Périssoires sur l'Yerres MAM 1965 Milwaukee Art Museum
Gustave Caillebotte, « Périssoires sur l’Yerres », 1877, 103x56cm, Art Museum, Milwaukee.

Il y a eu aux yeux du grand public du XXe siècle, Manet, Monet, Renoir… Un peu Degas, puis les autres impressionnistes, parmi lesquels Sisley, Pissaro, Morisot… Depuis les années 1970, Gustave Caillebotte remonte dans l’estime des historiens de l’art ainsi que des amateurs pour s’approcher un peu plus de la place qui lui est due. Mécène, il a aussi contribué artistiquement au mouvement impressionniste avec de nombreuses peintures et pastels, dont une partie a été réalisée dans la propriété familiale d’Yerres, au sud de Paris.

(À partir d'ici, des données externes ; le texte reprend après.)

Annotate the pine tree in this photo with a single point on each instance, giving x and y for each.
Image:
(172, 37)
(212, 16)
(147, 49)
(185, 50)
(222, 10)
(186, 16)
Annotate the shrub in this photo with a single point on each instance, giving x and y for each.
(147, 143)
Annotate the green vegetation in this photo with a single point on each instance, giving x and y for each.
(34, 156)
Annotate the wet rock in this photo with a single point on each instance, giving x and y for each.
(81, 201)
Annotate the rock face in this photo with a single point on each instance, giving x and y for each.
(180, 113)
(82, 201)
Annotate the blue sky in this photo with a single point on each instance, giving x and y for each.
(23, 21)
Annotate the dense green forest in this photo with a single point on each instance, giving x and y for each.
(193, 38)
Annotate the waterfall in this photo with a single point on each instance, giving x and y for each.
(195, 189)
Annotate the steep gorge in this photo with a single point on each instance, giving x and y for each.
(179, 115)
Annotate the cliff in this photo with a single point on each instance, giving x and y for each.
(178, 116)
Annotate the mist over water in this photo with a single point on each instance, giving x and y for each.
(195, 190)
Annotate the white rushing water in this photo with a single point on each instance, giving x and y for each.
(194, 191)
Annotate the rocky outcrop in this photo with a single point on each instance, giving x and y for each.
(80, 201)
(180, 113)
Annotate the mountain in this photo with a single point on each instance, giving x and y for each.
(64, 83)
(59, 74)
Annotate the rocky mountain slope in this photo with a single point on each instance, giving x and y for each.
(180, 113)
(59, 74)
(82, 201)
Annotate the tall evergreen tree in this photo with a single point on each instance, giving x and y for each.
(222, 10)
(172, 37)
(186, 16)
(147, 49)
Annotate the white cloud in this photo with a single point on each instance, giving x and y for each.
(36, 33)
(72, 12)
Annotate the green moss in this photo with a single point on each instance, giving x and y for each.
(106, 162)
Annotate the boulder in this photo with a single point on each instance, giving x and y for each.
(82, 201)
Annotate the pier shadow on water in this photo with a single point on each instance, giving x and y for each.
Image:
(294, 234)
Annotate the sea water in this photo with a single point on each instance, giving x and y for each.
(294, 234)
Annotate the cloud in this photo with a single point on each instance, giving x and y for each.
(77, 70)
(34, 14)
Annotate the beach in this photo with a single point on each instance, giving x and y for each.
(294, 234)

De cet homme, l’Histoire retient surtout le rocambolesque « legs Caillebotte ». La première grande collection impressionniste, constituée par ce dernier a été donnée à l’État à la fin du XIXe siècle. Les instances dirigeantes en avaient alors refusé une partie. Gustave Caillebotte possédait de nombreuses œuvres réalisées par ses amis, les mêmes Manet, Monet, Renoir ou Morisot. Certaines toiles ont ainsi pu être gardées par la famille et d’autres achetées par la suite par des musées, notamment américains.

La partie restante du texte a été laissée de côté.